Rancher pods in CrashLoopBackOff state with log messages "panic: indexer conflict: map[byPod:{}]" and "namespaces not found"
This document (000021302) is provided subject to the disclaimer at the end of this document.
Environment
Rancher v2.6.x or v2.7.x
A cluster Namespace in the Rancher local cluster that has been forcibly removed by removing the Kubernetes finalizer
Situation
The Rancher UI is not accessible and the Rancher pods are in a CrashLoopBackOff state due to a panic, with the log message "panic: indexer conflict: map[byPod:{}]".

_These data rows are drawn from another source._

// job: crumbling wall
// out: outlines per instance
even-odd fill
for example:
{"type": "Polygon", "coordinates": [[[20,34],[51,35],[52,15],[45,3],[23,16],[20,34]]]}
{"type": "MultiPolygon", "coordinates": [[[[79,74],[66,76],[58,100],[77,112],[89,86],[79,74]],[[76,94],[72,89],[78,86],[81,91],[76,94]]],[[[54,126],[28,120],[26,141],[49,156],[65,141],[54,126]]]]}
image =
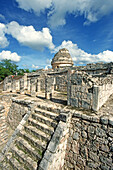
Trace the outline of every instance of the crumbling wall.
{"type": "Polygon", "coordinates": [[[93,81],[86,73],[74,72],[68,74],[68,105],[92,108],[93,81]]]}
{"type": "Polygon", "coordinates": [[[74,113],[65,157],[66,169],[113,168],[113,117],[74,113]]]}
{"type": "Polygon", "coordinates": [[[113,75],[91,76],[85,72],[68,73],[68,105],[98,111],[113,93],[113,75]]]}
{"type": "Polygon", "coordinates": [[[19,125],[22,118],[27,114],[31,104],[33,104],[32,101],[12,99],[12,104],[7,115],[8,123],[12,129],[15,129],[19,125]]]}
{"type": "Polygon", "coordinates": [[[6,143],[7,137],[8,134],[5,107],[0,104],[0,145],[6,143]]]}
{"type": "Polygon", "coordinates": [[[67,73],[56,75],[55,90],[67,92],[67,73]]]}
{"type": "Polygon", "coordinates": [[[74,66],[76,71],[85,71],[88,74],[112,74],[113,62],[111,63],[89,63],[86,66],[74,66]]]}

Rancher pods logs contain resource and namespace not found errors related to the forcibly deleted cluster Namespace:
[ERROR] error syncing 'c-g4k52/m-c6n6g': handler node-controller: namespaces "c-g4k52 " not found, handler node-controller-sync: namespaces "c-g4k52 " not found
[ERROR] error syncing 'c-g4k52/m-6j6pk': handler node-controller: namespaces "c-g4k52 " not found, handler node-controller-sync: namespaces "c-g4k52 " not found,
[ERROR] error syncing 'c-g4k52/m-zx6qg': handler node-controller: namespaces "c-g4k52 " not found, handler node-controller-sync: namespaces "c-g4k52 " not found,
[ERROR] error syncing 'c-g4k52/creator-cluster-owner': handler mgmt-auth-crtb-controller: clusters.management.cattle.io "c-g4k52 " not found, requeuing
[ERROR] error syncing 'p-d6hvn/creator-project-owner': handler mgmt-auth-prtb-controller: clusters.management.cattle.io "c-g4k52 " not found, requeuing
[ERROR] error syncing 'p-ch66s/creator-project-owner': handler mgmt-auth-prtb-controller: clusters.management.cattle.io "c-g4k52 " not found, requeuing
[ERROR] error syncing 'c-g4k52/c-g4k52-fleet-default-owner': handler mgmt-auth-crtb-controller: failed to remove finalizer on controller.cattle.io/mgmt-auth-crtb-controller, requeuing
[ERROR] error syncing 'c-g4k52/c-g4k52-rl-f62qq': handler etcdbackup-controller: failed to remove finalizer on controller.cattle.io/etcdbackup-controller, requeuing
Resolution
Remove all of the orphaned resources in the now-deleted cluster Namespace by following the process documented at https://www.suse.com/support/kb/doc/?id=000020788
In this example, the problematic deleted cluster identified from the Rancher logs has the cluster ID and Namespace c-g4k52.
Cause
Orphaned resources within Namespaces for a now-deleted cluster exist as a result of the forced removal of the Kuberetes Namespace, due to the manual removal of the Kubernetes finalizer from the Namespace when it is stuck in a terminating state. The Kubernetes finalizer should never be removed from a Namespace and the following procedure can be used to remove a Namespace stuck in a terminating state:
https://www.suse.com/es-es/support/kb/doc/?id=000021065
Additional Information
- Remove namespace stuck in terminating state: https://www.suse.com/es-es/support/kb/doc/?id=000021065
- How to clean orphaned cluster objects: https://www.suse.com/support/kb/doc/?id=000020788
Disclaimer
This Support Knowledgebase provides a valuable tool for SUSE customers and parties interested in our products and solutions to acquire information, ideas and learn from one another. Materials are provided for informational, personal or non-commercial use within your organization and are presented "AS IS" WITHOUT WARRANTY OF ANY KIND.